# i know i'm probably a prude, but...



## jrjcd (Apr 23, 2002)

...why is it that recent best actress winners have to be in films where they do basically soft core porn and act like whores to win that award-last year, halle berry won the award for monster's ball, where she did a graphic scene that bordered on x rated and this year diane lane has the front runner buzz for being in a flick about a wife who cheats on her husband for no good reason other than she gets the itch, with similarly graphic scenes...

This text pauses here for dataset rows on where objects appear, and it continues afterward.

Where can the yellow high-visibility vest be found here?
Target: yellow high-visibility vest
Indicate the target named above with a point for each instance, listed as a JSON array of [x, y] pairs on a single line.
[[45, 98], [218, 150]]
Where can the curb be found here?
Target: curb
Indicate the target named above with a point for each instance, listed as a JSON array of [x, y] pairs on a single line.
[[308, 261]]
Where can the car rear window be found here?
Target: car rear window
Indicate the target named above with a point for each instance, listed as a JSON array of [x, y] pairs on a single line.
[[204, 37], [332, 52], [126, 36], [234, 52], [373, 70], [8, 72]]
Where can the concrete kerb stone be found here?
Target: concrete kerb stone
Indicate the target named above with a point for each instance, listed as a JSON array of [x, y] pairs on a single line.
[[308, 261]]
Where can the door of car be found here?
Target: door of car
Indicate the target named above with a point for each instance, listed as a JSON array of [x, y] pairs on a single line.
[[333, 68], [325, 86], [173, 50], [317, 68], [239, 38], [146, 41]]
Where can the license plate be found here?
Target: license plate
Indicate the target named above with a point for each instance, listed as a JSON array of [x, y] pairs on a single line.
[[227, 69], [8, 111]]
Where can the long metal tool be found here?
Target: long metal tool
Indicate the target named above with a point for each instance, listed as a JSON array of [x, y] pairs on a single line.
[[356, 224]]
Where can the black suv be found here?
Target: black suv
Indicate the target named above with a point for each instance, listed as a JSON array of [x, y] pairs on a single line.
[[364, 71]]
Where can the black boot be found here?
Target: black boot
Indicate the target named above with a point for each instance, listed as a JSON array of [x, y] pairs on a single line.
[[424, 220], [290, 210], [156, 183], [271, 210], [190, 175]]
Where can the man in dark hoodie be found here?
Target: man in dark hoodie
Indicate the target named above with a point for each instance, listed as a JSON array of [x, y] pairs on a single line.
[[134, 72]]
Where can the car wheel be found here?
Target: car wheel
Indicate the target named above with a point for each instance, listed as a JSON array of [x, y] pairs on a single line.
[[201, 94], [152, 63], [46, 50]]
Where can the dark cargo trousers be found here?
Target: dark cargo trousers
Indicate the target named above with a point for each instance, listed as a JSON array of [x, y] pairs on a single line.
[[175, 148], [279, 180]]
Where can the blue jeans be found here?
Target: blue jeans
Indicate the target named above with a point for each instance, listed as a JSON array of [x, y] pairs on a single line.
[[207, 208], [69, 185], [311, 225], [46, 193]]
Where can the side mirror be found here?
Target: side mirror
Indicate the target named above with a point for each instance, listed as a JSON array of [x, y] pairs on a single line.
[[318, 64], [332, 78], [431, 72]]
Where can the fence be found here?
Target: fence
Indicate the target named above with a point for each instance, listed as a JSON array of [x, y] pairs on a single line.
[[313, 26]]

Is writing scripts really getting THAT hard that screenwriters can only resort to graphic sex and foul language to grab attention???:shrug: :shrug:


----------



## Augie #70 (Apr 24, 2002)

so you saw both movies?


----------



## jrjcd (Apr 23, 2002)

I haven't seen unfaithful-i watched monster's ball when it hit sat this month-almost turned it off when sonny shot himself, but DID turn it off when the sex scene hit, mainly because it was more trash than i cared to see-didn't go back for the end of the flick either...


----------



## Nick (Apr 23, 2002)

What on earth is wrong with sex? Either doing it or watching other people doing it. Almost everybody's doing it. Your parents probably did it. I would rather watch Halle doing it than watch someone eat with their mouth open or blow their nose into a nasty handkerchief.

Yes, you _are_ a prude. Send me all your movies that depict people having sex.


----------



## Chris Blount (Jun 22, 2001)

> _Originally posted by jrjcd _
> *
> Is writing scripts really getting THAT hard that screenwriters can only resort to graphic sex and foul language to grab attention???:shrug: :shrug:  *


I know what you mean. These actresses seem to sell themselves to the studio. At the risk of upsetting some of our female readers, the whole thing comes down to one thing. Women will do anything if the price is right (of course men can be the same way). It's a pity that some actors and actresses lower their standards to be the "best" in the business.


----------



## jrjcd (Apr 23, 2002)

well, nick...to be perfectly honest about it, i never had much use for sex as a SPECTATOR SPORT...but if THAT'S what turns nevelen's on....


----------